3 RESULTS 3.1 Temperature,salinity and nutrientsWater temperature in GWC was in the range 0.49-1.15℃ (mean: 0.72℃) and 0.72-1.36℃ (mean: 1.02℃) in AC. Salinity in GWC ranged from 34.02 to 34.21 and from 33.97 to 34.14 in AC. One-way ANOVA tests show that the differences in temperature and salinity between the two coves are both statistically significant (p<0.05). This indicates a difference in the hydrological regimes of the two coves,most likely because of differences in river discharge and variations in bathymetry.

Both temperature and salinity showed similar trends in the two coves: Temperature decreased with depth,while salinity increased from the inner regions to the outer regions of the coves. Higher temperatures and lower salinities were at depths <10 m in both coves. As shown in Figure 2,temperature and salinity show a negative correlation (r =-0.79,p<0.01,n =37) where higher seawater temperature corresponds to lower salinity. Although no runoff records are available for this region,this pattern implies that meltwater discharge from King George Island affects both coves,especially the upper layer of seawater.

Figure 2 Temperature and salinity profiles in GWC and AC. a, temperature in GWC; b, salinity in GWC; c, temperature in AC; d, temperature in AC (profiles were gridded using a weighted average method).

Concentrations of nitrate (GWC: 24.94 μmol·L-1,AC: 24.92 μmol·L-1),phosphate (GWC: 1.94 μmol·L-1,AC: 1.96 μmol·L-1) and silicate (GWC: 78.61 μmol·L-1,AC: 79.32 μmol·L-1) showed little difference between the two coves. Concentrations of these compounds in the river discharge into the two coves are in the range of 0.95- 3.10 μmol·L-1 for nitrate,0.12-0.21 μmol·L-1 for phosphate and 19.32-39.02 μmol·L-1 for silicate,much lower than those of GWC and AC (Gao et al,2015,submitted). Nitrate shows a weak positive correlation with salinity (r=0.54,p<0.01,n=37) because of the greater difference between the river and seawater nitrate concentrations. No significant correlations between salinity and phosphate (r=0.13,p>0.05,n=37) and silicate (r = 0.05,p >0.05,n=37) were found. The patterns of temperature,salinity and nutrient levels suggest that river runoff dilutes nutrient concentration in these two coves.

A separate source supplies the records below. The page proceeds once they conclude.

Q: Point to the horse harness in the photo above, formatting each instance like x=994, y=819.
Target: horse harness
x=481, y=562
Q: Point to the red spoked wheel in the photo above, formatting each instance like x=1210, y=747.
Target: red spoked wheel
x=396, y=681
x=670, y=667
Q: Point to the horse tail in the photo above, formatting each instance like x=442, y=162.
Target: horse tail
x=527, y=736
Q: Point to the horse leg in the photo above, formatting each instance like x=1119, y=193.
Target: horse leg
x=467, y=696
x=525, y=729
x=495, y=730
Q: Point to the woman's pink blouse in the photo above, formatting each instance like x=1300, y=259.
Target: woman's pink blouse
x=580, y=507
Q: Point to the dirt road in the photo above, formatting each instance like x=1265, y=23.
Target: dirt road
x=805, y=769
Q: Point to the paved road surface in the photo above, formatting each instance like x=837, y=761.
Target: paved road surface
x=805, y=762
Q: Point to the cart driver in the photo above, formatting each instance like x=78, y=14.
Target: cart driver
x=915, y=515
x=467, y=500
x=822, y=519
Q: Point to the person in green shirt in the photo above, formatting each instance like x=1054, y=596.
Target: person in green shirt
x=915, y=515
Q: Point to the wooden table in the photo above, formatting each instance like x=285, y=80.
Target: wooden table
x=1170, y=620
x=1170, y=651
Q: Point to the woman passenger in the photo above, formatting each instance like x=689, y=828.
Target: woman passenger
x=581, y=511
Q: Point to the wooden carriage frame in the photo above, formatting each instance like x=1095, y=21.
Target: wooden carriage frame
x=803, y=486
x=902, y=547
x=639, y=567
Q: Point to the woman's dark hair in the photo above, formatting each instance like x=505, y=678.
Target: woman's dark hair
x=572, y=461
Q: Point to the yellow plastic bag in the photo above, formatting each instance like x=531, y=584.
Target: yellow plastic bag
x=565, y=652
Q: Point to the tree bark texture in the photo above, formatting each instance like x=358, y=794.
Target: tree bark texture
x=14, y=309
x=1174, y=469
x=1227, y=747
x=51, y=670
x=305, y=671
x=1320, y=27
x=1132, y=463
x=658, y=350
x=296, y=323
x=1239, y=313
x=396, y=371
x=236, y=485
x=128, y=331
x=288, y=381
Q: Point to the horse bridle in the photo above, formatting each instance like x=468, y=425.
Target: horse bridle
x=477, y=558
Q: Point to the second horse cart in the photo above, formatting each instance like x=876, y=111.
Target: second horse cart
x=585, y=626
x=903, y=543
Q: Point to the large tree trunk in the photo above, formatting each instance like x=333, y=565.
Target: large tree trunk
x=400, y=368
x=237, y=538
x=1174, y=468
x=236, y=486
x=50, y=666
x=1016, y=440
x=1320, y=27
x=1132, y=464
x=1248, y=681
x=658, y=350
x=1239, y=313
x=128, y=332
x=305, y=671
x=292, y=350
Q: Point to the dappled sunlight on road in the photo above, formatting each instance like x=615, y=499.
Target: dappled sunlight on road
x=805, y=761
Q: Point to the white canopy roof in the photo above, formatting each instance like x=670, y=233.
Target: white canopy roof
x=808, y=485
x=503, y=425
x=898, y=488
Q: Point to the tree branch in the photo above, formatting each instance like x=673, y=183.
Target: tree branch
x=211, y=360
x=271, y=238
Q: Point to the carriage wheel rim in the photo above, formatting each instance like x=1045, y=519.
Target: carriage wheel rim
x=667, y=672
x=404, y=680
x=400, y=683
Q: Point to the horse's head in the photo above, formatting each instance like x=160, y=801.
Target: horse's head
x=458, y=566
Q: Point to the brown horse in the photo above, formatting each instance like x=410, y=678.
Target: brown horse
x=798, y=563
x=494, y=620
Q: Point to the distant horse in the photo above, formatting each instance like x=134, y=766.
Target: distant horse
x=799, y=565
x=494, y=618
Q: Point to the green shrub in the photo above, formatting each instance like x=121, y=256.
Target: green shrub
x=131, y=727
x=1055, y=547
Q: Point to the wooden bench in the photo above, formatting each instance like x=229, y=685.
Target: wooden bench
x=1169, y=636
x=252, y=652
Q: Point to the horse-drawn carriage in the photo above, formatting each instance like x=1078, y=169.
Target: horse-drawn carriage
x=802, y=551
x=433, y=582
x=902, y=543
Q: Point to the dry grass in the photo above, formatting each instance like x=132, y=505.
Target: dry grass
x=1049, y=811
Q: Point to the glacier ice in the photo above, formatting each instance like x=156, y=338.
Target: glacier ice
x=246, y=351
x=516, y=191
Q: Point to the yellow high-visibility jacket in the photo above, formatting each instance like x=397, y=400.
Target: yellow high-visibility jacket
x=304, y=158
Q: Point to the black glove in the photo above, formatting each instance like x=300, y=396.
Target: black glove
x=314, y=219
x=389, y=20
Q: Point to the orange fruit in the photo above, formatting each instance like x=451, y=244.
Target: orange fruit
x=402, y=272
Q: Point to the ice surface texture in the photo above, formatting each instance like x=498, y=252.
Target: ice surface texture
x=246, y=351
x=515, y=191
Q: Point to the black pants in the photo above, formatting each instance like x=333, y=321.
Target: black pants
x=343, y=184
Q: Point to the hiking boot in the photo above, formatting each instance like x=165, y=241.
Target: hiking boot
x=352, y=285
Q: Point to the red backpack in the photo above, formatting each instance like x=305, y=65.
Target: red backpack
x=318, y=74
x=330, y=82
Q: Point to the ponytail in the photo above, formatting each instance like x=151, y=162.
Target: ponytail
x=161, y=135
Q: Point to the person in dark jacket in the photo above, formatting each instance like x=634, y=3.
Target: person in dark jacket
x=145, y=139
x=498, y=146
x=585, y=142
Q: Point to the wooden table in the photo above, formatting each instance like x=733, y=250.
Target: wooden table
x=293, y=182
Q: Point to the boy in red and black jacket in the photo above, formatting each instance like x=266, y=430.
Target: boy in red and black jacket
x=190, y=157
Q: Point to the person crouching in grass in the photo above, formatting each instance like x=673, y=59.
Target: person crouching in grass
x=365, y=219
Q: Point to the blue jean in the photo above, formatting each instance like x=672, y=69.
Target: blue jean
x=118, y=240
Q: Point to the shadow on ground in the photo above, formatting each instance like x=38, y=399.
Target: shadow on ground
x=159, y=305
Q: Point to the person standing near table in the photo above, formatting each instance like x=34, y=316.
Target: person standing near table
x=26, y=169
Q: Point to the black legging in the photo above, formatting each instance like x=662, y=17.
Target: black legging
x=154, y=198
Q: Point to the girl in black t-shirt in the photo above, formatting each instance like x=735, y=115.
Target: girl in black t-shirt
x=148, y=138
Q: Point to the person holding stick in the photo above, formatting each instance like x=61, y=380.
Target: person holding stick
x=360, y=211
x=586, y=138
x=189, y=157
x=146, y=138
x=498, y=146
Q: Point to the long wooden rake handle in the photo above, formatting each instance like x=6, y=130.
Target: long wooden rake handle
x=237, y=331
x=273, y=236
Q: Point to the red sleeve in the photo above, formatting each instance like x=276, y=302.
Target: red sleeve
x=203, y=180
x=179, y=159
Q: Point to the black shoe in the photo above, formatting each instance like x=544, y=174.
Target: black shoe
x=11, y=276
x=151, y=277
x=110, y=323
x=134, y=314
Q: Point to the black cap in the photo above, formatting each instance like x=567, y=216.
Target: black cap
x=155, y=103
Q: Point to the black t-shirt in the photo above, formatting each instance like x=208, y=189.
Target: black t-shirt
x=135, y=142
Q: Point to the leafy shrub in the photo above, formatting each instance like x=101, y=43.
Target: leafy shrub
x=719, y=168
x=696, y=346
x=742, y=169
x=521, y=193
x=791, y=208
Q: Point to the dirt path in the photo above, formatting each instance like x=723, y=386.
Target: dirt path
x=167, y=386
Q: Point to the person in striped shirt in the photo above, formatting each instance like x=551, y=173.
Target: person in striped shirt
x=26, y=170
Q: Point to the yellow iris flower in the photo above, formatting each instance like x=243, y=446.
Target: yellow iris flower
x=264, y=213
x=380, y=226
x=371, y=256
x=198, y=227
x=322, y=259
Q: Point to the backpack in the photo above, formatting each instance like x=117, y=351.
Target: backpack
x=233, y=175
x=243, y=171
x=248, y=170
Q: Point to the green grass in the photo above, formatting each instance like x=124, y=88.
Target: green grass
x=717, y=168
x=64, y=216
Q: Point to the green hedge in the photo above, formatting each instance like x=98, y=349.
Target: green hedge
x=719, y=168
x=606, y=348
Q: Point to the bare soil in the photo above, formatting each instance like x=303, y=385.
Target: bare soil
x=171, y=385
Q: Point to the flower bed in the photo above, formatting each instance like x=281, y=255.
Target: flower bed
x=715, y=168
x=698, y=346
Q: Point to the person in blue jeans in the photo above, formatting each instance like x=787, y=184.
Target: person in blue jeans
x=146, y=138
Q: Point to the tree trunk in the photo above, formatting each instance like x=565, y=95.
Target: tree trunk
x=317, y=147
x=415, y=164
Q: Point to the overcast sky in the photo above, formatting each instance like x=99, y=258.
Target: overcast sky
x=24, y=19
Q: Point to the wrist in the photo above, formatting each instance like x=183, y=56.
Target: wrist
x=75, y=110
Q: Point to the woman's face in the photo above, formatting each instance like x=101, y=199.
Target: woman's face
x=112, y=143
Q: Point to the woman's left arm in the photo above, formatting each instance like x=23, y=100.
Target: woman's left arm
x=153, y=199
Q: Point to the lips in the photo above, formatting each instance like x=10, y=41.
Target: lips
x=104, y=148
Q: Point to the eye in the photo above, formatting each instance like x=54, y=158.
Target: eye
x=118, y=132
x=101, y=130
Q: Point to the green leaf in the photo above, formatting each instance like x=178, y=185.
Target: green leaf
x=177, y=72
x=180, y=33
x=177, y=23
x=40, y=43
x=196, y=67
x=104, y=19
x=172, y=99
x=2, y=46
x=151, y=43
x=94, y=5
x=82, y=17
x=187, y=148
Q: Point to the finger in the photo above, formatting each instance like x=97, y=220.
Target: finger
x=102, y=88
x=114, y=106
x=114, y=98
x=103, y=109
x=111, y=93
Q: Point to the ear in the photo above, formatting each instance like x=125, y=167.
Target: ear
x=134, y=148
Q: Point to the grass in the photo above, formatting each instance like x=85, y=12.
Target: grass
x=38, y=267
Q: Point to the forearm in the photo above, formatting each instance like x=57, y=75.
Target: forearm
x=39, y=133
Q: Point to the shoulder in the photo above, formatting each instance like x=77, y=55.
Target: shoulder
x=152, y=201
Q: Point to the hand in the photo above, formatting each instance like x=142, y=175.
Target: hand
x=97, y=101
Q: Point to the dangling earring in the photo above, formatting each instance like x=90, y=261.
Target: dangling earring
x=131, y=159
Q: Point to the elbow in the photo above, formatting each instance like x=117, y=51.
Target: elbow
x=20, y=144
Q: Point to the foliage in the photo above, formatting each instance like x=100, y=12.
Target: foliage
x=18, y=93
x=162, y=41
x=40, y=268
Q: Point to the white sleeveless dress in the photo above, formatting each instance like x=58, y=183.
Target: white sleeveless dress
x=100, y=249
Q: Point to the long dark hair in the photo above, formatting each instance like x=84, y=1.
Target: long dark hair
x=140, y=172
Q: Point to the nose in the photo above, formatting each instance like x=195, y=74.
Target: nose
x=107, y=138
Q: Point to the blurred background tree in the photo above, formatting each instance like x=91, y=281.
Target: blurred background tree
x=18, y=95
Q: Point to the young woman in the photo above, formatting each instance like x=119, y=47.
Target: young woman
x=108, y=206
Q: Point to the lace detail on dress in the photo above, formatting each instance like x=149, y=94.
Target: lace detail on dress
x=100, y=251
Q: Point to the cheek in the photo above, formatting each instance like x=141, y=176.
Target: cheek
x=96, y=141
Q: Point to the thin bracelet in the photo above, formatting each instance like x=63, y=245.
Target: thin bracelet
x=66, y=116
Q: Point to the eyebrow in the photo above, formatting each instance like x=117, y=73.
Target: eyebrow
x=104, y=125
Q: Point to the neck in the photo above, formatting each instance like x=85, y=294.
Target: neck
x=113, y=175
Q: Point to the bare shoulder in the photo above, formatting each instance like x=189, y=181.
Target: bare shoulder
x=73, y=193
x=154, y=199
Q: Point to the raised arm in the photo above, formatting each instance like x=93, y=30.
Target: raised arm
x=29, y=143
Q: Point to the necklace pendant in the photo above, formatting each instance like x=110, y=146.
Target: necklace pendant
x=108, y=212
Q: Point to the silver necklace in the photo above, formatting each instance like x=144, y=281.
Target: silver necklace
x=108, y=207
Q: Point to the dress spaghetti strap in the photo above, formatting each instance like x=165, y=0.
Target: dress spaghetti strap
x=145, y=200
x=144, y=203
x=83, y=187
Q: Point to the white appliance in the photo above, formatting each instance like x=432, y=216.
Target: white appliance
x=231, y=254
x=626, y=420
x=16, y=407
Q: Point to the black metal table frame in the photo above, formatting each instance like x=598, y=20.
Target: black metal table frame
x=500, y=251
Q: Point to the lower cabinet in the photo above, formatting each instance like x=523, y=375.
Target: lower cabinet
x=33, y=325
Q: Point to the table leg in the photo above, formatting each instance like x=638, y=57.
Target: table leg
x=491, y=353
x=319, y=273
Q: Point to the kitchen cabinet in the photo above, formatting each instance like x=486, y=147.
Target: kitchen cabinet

3.2 Distributions of POC,Chl-a and δ13CDistributions of POC,Chl-a and δ13C in GWC and AC are shown in Figure 3. POC was in the range of 50.51- 115.41 μg·L-1 (mean: 77.69±17.27 μg·L-1) in GWC and 63.42-101.79 μg·L-1 (mean: 82.67±11.83 μg·L-1) in AC. The concentration of POC in GWC gradually increased from the inner cove to the outer cove. The highest concentration was recorded at station G5,but this station also had a low POC concentration in the surface layer. However,the distribution of POC in AC exhibited higher concentrations at station A1 and A4,with the lowest concentration observed at station A3,in the middle of the cove.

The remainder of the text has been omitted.